10. Household Curtains and Blinds:
    Motors can automatically open or close curtains, making life more convenient.

In all these examples, motors turn electrical energy into movement, helping make our lives easier and a lot more fun!How to connect Motor to Yellow tyro board

Existing Motor Code

// Check if the motor switch is pressed (reads HIGH because of the setup)
if (digitalRead(motorSwitchPin) == HIGH) {
  if (motorState == 0) {
    // Run motor in forward direction:
    // Turn on the forward motor pin and ensure the reverse pin is off.
    digitalWrite(motorForwardPin, HIGH);
    digitalWrite(motorReversePin, LOW);
    delay(2000);         // Run the motor forward for 2 seconds.
    motorState = 1;      // Change the state to indicate next press should run in reverse.
  } else {
    // Run motor in reverse direction:
    // Turn on the reverse motor pin and ensure the forward pin is off.
    digitalWrite(motorForwardPin, LOW);
    digitalWrite(motorReversePin, HIGH);
    delay(2000);         // Run the motor in reverse for 2 seconds.
    motorState = 0;      // Change the state to indicate next press should run forward.
  }
  // After running, turn off both motor control pins.
  digitalWrite(motorForwardPin, LOW);
  digitalWrite(motorReversePin, LOW);
  delay(300);            // Wait a little for the switch to be ready for another press.
}

Explanation

• What This Code Does:
  When you press the button connected to the motor (the "motor switch"), the Arduino checks which way the motor should spin. It uses a memory spot called motorState to decide:

  • If motorState is 0:
    The motor spins forward. This means the code turns on the "forward" control (turning a specific pin on) for 2 seconds.

  • If motorState is 1:
    The motor spins in reverse. The code turns on the "reverse" control for 2 seconds instead.

• How It Works:

  • The code reads the button.
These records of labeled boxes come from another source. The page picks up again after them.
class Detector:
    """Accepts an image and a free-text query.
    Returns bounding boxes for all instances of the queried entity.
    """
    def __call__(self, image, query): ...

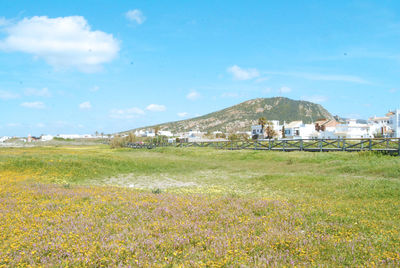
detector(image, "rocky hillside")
[127,97,332,133]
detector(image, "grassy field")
[0,146,400,267]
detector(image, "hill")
[127,97,332,133]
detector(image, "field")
[0,146,400,267]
When the button is pressed, it looks at motorState:

    • If it's 0, the motor goes forward for 2 seconds, then motorState changes to 1.

    • If it's 1, the motor goes in reverse for 2 seconds, then motorState changes back to 0.

  • After running the motor, the code turns both controls off and waits a short time before checking the button again.

• Why It's Cool:
  This snippet lets you change the motor's direction every time you press the button, so your motor can spin one way and then switch the other way on the next press. It's like having a toy car that goes forward, then reverses when you tap it!